In contrition, then, which we can also call godly sorrow, the penitent confesses their sin to God. Then in faith, the penitent trusts in the promise of Christ’s Word that he or she is absolved from their sin. Confession, then, is the humblest thing a person can do, for who likes to admit they’re wrong? It is especially difficult to do this before one’s pastor, to whom Christ has given the authority to forgive you your sins in His stead and by His command. A later column will talk more about this. For now, it should suffice to quote from Luther:
Therefore, if you believe the word of the priest when he absolves you… then your sins are assuredly absolved before God, before all angels and all creatures—not for your sake, or for the priest’s sake, but for the sake of the very Word of Christ, who cannot be lying to you when He says, “Whatever you loose… shall be loosed” [Matthew 18:18]. …Besides, you had better not go to the priest if you will not believe his absolution; you will be doing yourself great harm by your disbelief. By such disbelief you make your God to be a liar when, through His priest, He says to you, “You are loosed from your sins,” and you retort, “I don’t believe it,” or, “I doubt it.” As if you were more certain in your opinion than God in His words, whereas you should be letting personal opinions go, and with unshakeable faith giving place to the Word of God spoken through the priest.LW 35:13-14
Because of Christ’s command (see John 20:21-23), when your pastor forgives you your sins in public Confession & Absolution, you heard these words as from Christ Himself; therefore, you are forgiven. The same occurs when you confess your sins in private Confession & Absolution. We think this is only something Roman Catholic priests do, but we do it in the Lutheran Church as well.
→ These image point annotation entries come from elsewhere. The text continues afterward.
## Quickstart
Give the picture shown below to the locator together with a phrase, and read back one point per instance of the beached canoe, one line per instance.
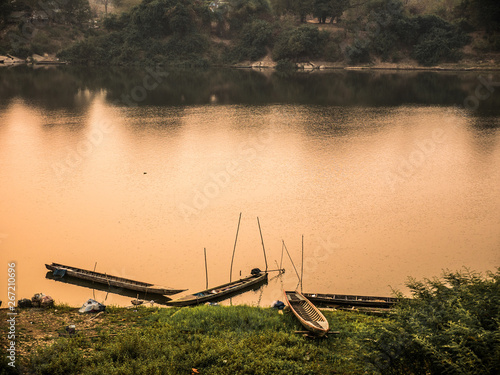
(116, 281)
(351, 300)
(222, 292)
(308, 314)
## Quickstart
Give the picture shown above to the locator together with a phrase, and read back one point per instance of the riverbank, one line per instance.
(208, 339)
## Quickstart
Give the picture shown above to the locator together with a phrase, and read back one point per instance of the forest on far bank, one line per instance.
(223, 33)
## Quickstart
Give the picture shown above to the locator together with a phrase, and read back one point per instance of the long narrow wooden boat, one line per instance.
(351, 300)
(157, 298)
(222, 292)
(308, 314)
(116, 281)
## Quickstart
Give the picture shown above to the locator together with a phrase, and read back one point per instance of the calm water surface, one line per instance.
(386, 175)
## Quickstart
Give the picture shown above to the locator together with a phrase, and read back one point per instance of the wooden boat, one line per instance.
(222, 292)
(351, 300)
(308, 314)
(115, 281)
(157, 298)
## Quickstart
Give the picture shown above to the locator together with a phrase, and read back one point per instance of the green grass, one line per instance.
(451, 325)
(212, 339)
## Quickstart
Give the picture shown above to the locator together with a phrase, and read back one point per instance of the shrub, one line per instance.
(303, 42)
(357, 53)
(439, 44)
(253, 40)
(451, 326)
We don’t have little boxes in which we do them, but our office doors are always open for you to come through and confess the sin that is weighing on your conscience, and we will prescribe you with the efficacious elixir of the Gospel for the forgiveness of your sins in the Sacrament of Absolution, perhaps even the Lord’s Supper. And that is why this Sacrament is such an enormous comfort, because it is a means of grace God has given you through your pastor, who is to act as Christ before you, to grant you forgiveness of sins when your conscience becomes your worst enemy.